Land Resources Management staff told the Capital Budget and Capital Project Overview Committee that they have made substantial progress moving permit applications online and are digitizing decades of subsurface septic records.
An unidentified LRM presenter introduced assistant commissioner Adam Crapo and Phil Trowbridge, who led the update. An LRM presenter said the department has two capital appropriations and one ARPA award supporting the work and that “we're trying to spend the ARPA funding down first,” because ARPA “needs to be obligated by the end of this year and spent by the end of 2026.”
Staff said the move to electronic filing is intended to replace paper forms and multiple legacy databases, improve turnaround times, and reduce back‑office data entry. The presenter said that since January the department has received “nearly 3,000 total submissions online,” with shoreland and wetland permits accounting for the largest share of applications.
On e‑permitting the department is working with Windsor Solutions’ Nform product to move from PDF-based uploads toward a true e‑filing workflow that will permit most applications to be submitted without PDFs except for detailed plans. Staff described the effort as a multi‑year rollout, expecting work to continue over the “next two or three years” to bring additional programs online.
Trowbridge described a separate subsurface records project, saying the department is digitizing historic septic records and “we are digitizing around 4,000,000 old subsurface files.” He reported the project is roughly 15% complete and said the digitized archive helps constituents, for example, during real‑estate transactions or development reviews.
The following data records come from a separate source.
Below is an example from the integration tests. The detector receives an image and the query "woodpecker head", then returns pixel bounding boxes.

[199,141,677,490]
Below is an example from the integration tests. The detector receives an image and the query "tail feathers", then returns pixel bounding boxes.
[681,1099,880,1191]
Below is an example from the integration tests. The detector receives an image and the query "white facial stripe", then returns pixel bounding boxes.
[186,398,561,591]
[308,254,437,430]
Committee members asked about shoreland permit‑by‑notification thresholds (the transcript referenced a 900 square‑foot threshold). Trowbridge said the shoreland rules are scheduled for readoption next year and staff will look at streamlining and permit‑by‑notification options during that rule review; he offered to bring threshold changes into the discussion.
The presenter and committee also exchanged numbers about subsurface activity: staff stated roughly 3,000 online submissions for shoreland/wetland programs and later referenced a figure of 6,000 in relation to subsurface applications during questions. Staff did not explicitly reconcile those two figures in the meeting; the digitization project number (about 4,000,000 historic files) was presented as a separate inventory figure.
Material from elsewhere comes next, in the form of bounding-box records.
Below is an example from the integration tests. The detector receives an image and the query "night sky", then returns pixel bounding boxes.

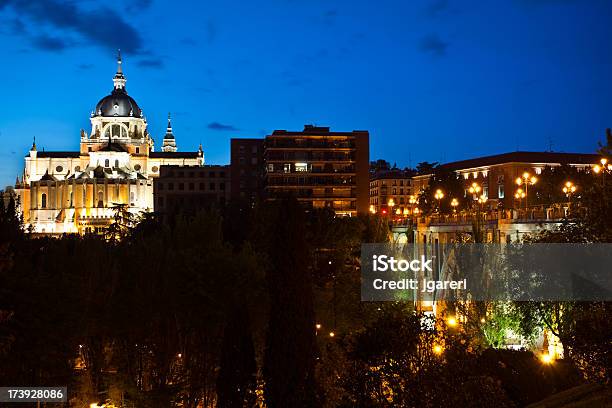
[0,0,612,186]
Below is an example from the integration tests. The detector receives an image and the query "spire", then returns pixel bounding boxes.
[162,112,176,152]
[113,50,126,89]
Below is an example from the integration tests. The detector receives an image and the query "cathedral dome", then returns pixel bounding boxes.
[93,53,142,118]
[94,88,142,118]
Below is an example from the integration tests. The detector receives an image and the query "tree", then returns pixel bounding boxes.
[261,199,317,408]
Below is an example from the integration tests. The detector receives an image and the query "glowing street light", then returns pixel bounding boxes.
[468,182,482,196]
[515,172,538,210]
[540,353,553,365]
[563,181,576,197]
[434,189,444,212]
[451,198,459,213]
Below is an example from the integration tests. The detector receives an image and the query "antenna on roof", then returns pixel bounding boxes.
[548,136,553,152]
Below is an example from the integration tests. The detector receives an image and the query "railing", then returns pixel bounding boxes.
[389,204,569,226]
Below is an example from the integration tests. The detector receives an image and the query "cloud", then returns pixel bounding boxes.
[125,0,153,11]
[0,0,143,54]
[208,122,240,132]
[181,37,198,46]
[136,58,164,68]
[425,0,448,17]
[419,34,448,56]
[31,34,67,51]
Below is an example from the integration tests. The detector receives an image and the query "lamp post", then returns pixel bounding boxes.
[451,198,459,214]
[434,189,444,213]
[562,181,576,214]
[515,172,538,211]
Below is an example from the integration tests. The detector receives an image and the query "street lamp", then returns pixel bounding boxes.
[434,189,444,212]
[515,172,538,210]
[468,182,482,200]
[451,198,459,213]
[563,181,576,198]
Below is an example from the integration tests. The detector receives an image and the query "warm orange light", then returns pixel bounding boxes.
[540,353,553,364]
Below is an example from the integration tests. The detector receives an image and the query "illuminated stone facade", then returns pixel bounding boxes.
[15,55,204,235]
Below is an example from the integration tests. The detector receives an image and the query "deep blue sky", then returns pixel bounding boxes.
[0,0,612,186]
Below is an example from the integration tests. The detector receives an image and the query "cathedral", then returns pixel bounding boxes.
[15,54,204,235]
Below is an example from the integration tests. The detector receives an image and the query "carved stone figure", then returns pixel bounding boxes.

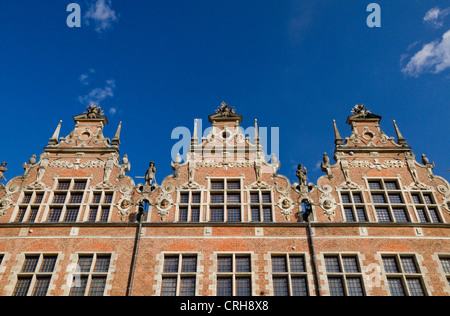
[270,154,281,177]
[422,154,436,180]
[103,154,114,183]
[145,161,156,186]
[171,153,181,179]
[322,153,333,180]
[118,154,131,179]
[23,155,36,179]
[406,153,420,184]
[36,152,50,182]
[296,164,308,187]
[0,162,8,181]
Next steps: staff said they will continue implementing the e‑permitting rollout, prioritize obligating ARPA funds before the end of the year, and follow up during rule readoption and with any specific threshold proposals that may emerge.
Quotes in this article are taken verbatim from the meeting transcript and are attributed to the speakers as identified in the transcript. Direct attributions come from the speaker list tied to the transcript segments.